Companies are increasingly factoring exposure to sexual misconduct claims into hiring decisions, mergers and acquisitions deals and asset management. Beginning in the summer of 2017, the so-called "Weinstein Clause" started showing up in more deals, according to Temin. The clause allows companies to nix a deal if due diligence investigations turned up negative reports about executives at target companies.
There's also been a decrease in willingness to tolerate "superstar harassers," top performers known to bring in business and abuse their power, like Harvey Weinstein. Lipnic says plaintiffs lawyers have also told her that companies are also more likely to settle on good terms with harassment complaints.
"They made a different cost-benefit analysis before than they are making now," she says . "People are recognizing the impact — and this is the #MeToo movement — of harassment on people, and how it can impact their careers for years."
Investigators are also being employed to look further into people's pasts, following sexual misconduct scandals involving high profile figures such as former chief executive officer and chairman of CBS Les Moonves, which surfaced after decades.

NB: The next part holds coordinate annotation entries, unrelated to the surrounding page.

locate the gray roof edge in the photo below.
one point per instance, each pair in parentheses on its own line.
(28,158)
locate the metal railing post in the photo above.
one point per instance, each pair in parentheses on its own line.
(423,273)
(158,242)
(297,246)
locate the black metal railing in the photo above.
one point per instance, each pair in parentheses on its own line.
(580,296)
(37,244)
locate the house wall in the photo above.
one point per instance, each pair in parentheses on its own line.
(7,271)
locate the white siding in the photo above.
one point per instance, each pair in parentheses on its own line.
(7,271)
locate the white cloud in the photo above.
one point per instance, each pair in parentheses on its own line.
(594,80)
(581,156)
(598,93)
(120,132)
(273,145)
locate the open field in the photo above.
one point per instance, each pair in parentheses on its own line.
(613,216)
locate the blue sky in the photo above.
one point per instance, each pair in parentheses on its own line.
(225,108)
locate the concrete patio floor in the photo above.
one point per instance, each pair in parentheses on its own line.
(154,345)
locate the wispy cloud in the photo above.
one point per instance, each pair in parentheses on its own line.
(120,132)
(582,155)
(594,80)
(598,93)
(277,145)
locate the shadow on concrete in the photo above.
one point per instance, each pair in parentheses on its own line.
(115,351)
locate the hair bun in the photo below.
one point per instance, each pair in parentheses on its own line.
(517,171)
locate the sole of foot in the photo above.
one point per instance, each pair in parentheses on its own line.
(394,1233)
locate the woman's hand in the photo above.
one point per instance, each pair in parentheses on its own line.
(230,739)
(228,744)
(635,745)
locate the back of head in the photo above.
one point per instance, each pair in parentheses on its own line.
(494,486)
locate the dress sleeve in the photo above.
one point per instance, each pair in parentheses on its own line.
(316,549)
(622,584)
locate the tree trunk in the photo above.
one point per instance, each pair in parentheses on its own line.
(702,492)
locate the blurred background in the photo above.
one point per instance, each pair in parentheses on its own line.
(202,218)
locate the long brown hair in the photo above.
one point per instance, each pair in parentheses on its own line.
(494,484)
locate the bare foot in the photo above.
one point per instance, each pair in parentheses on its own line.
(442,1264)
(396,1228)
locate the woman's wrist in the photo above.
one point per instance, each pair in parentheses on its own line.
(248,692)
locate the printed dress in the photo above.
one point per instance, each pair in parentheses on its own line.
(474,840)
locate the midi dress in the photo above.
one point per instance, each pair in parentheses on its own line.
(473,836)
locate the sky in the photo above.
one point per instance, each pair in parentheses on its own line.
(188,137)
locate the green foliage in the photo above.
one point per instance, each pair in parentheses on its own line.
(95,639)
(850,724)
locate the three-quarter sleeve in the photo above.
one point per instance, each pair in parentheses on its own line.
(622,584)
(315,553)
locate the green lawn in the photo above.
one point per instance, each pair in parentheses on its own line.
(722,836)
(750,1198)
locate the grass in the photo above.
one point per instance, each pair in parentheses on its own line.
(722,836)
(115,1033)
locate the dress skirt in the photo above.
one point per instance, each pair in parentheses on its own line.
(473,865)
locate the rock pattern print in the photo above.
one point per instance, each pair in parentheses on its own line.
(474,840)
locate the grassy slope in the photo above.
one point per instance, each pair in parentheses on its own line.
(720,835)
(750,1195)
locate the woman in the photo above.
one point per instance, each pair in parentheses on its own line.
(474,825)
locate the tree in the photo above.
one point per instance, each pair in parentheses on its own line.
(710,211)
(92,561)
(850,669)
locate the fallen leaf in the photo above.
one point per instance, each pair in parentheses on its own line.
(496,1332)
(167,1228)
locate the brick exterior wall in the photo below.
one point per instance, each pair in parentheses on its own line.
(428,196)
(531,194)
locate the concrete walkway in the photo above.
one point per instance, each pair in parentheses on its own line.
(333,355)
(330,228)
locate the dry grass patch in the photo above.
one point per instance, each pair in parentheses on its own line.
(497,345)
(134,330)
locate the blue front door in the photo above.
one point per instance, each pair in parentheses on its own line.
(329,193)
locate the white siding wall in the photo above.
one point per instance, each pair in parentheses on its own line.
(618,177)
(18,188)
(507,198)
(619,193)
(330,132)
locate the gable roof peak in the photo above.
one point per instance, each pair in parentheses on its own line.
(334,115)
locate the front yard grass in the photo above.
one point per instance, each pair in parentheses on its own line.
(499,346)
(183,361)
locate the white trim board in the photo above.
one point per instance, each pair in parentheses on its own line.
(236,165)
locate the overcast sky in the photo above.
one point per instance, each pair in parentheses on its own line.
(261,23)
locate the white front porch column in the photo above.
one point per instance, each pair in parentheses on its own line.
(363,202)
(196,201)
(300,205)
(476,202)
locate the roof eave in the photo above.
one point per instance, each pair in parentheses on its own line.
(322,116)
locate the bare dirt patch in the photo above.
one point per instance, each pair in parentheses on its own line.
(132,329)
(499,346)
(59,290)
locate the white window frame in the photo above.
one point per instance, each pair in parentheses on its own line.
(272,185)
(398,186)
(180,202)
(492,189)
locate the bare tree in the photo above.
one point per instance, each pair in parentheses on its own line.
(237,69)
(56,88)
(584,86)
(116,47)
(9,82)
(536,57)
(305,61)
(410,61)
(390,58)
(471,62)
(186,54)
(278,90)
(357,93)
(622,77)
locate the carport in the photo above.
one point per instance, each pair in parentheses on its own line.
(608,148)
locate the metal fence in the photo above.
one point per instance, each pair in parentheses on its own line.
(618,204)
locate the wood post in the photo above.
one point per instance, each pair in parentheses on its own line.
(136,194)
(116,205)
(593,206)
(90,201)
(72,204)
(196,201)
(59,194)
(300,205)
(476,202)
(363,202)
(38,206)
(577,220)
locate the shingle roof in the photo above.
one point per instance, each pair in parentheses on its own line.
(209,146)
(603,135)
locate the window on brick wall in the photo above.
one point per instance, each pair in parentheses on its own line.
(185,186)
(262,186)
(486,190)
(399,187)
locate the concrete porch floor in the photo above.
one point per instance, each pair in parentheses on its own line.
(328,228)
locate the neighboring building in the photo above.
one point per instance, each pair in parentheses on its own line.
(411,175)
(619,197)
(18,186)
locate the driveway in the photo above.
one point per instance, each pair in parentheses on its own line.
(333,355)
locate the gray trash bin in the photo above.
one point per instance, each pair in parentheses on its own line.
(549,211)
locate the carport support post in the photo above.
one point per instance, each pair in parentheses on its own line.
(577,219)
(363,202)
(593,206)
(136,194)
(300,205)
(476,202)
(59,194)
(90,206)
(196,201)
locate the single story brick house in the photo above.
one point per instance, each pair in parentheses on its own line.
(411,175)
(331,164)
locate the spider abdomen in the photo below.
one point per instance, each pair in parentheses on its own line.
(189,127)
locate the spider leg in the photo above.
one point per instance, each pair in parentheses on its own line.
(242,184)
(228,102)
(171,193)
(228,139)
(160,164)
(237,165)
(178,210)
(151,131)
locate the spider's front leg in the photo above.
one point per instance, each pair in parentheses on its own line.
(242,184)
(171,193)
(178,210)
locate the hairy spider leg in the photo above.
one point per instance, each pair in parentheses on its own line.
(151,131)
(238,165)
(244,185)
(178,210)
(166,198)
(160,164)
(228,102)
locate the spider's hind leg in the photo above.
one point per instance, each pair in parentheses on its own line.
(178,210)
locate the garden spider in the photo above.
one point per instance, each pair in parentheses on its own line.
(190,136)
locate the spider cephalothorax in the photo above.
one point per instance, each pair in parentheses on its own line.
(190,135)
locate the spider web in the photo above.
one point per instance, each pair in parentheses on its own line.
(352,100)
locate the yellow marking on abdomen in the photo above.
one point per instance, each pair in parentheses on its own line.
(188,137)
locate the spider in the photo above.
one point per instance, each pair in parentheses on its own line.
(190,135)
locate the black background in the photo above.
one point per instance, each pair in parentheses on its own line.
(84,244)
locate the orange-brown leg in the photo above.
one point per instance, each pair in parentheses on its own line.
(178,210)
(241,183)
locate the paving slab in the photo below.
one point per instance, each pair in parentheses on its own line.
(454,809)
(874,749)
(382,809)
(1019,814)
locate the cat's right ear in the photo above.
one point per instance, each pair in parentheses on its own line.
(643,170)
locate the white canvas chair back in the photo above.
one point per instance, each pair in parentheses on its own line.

People are recognizing the impact — and this is the #MeToo movement — of harassment on people, and how it can impact their careers for years.Victoria Lipnicacting chair, U.S. Equal Employment Opportunity Commission
"In the year since the Weinstein scandal, we've seen around a 35 percent uptick in client calls on the matter," says Dan Nardello, a former federal prosecutor at the Manhattan U.S. Attorney's Office, who now runs his own firm.
While some companies and boards previously viewed background investigations as a "check the box" requirement going back 10 years, many more now recognize the value of an in-depth, rigorous investigation going back decades, said Nardello.
"As we've seen in a number of high profile situations, 10 years is usually not long enough to fully vet someone's background," he said. "Our clients are increasingly requesting that searches be both as historical and as comprehensive in scope as possible."
Social media means #MeToo claims can spread fast and wide, and these firms are also increasingly being hired by men who say they have been wrongly accused. Temin estimates that between five and 10 percent of accusations are false. She works with those who say they've been wrongly accused to develop an authentic counter-narrative, figure out how to involve human resources and manage their reputation within an industry.
"Whatever you do, you want to do it very quickly," said Temin, who says in the past she's been concerned clients might hurt themselves.
Still, Temin calculates that 1,110 high-profile figures have been accused of sexual harassment since the allegations against Weinstein first emerged. "We probably have not heard the worst of the stories," says Temin. "Those who are truly damaged are often too damaged to come forward."